六.
「んーと、それなんだけど……なんかちょっと厄介な場所にいるみたいなの」
「厄介な場所?」
首をひねる三笠に対し、河内はぶるっと震えてみせた。
「浅草の下町近く。【大襲来】の時、地震で壊滅しちゃったとこ」
「……確か、未だに妖魔が出るんだったな」
【大襲来】の際、神州では巨大な地震が起こった。その影響でかつて神州一繁華だった下町は壊滅し、遊郭街は火炎に包まれた。

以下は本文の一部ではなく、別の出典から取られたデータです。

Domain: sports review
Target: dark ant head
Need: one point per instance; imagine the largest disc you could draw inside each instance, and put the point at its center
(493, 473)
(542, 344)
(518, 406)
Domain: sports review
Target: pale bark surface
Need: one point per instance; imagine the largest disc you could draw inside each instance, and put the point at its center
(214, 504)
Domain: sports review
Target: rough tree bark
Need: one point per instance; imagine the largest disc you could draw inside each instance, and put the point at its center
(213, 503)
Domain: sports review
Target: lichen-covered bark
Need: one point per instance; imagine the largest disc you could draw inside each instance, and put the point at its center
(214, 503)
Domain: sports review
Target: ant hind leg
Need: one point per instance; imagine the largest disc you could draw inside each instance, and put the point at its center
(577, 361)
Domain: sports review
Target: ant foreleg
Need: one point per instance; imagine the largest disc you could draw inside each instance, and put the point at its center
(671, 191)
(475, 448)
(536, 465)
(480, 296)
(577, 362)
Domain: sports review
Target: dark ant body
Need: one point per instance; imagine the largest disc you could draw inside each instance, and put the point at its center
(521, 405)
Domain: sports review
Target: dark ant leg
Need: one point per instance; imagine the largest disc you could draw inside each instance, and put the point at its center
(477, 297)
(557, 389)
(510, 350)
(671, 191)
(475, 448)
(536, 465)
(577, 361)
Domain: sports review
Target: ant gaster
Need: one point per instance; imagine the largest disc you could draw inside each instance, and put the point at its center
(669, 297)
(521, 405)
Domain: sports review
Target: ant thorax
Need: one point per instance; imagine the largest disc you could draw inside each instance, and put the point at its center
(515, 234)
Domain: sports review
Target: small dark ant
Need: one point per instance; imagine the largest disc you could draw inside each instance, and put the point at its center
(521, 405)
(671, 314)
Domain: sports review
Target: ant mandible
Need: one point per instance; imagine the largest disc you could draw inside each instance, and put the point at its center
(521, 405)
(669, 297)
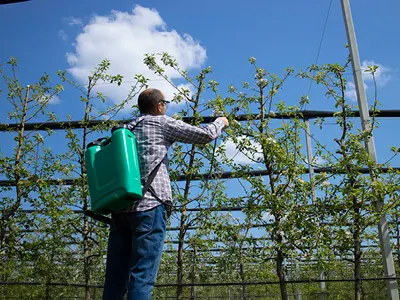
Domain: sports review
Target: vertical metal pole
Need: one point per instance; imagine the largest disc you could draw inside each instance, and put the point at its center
(322, 284)
(298, 292)
(383, 229)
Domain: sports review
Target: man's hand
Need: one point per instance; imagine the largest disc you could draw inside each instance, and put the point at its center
(225, 120)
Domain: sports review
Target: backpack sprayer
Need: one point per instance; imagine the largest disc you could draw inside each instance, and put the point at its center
(113, 173)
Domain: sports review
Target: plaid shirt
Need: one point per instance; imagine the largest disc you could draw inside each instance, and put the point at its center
(154, 135)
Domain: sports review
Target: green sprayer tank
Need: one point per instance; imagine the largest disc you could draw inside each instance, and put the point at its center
(113, 171)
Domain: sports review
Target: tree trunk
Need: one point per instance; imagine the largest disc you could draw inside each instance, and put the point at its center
(357, 251)
(280, 270)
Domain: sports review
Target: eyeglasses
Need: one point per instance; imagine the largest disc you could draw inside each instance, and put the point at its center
(163, 101)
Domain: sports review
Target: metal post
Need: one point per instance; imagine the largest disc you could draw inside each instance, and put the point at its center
(383, 229)
(298, 292)
(322, 284)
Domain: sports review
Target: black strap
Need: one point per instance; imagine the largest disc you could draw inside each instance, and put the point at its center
(151, 177)
(100, 218)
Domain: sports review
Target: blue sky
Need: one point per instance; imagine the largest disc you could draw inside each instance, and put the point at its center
(46, 36)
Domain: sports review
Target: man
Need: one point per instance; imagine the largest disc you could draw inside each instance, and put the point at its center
(137, 234)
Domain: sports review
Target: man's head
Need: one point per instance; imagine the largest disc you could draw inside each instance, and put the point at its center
(152, 101)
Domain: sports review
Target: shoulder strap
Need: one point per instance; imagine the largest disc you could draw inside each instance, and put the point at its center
(152, 176)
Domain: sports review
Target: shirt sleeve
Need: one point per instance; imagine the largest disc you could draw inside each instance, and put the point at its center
(179, 131)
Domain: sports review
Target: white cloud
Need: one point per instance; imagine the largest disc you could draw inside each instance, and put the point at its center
(319, 160)
(63, 35)
(73, 21)
(241, 156)
(53, 100)
(381, 75)
(124, 38)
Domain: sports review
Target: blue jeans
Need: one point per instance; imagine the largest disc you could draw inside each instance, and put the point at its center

今はほとんど復興しているが、それでもあの近辺は時折妖魔が現れるらしい。
「それだけじゃないよ。あそこらへんかなり治安悪いの。ホント怖いんだから」
「警察の連中も苦労しているらしいな」
「そ。だから、先輩についてきてほしいんだけど……」
河内の声は徐々に細くなり、消えた。
腕組みをして考え込んでいた三笠はぴくりと眉を動かす。
「私に、か?」
「そう! 今は香取の捜索に人員割いてるし……元々霊軍の警邏隊って人員あんまり足りてないの。今の状況だと、私だけであそこに行くことになるかも……」
河内がすがるような目で見つめてくる。
三笠はその捨てられた子犬のような様子に、ふっと笑みを浮かべた。
「……わかった。出よう」
「ほんと!」
「元々居場所がわかり次第出るつもりだった――待っていろ、準備をしてくる」
はしゃぐ河内を背に、三笠は家の中に戻った。
居間に入ると、ちゃぶ台を睨み付けていたスワロフがぎろりと視線を向けてくる。
「何事?」
「朝日姉さんの居場所がわかった。お前も来るか?」
「……フン、仕方がないわね」
スワロフはゆっくりと立ち上がり、近くの壁に立てかけていたサーベルを取った。
三笠はシャツを脱ぎ捨て、旧軍服に袖を通した。
ふと、右手の薬指に嵌めた銀の指輪が目に入った。初瀬から与えられたお守りだ。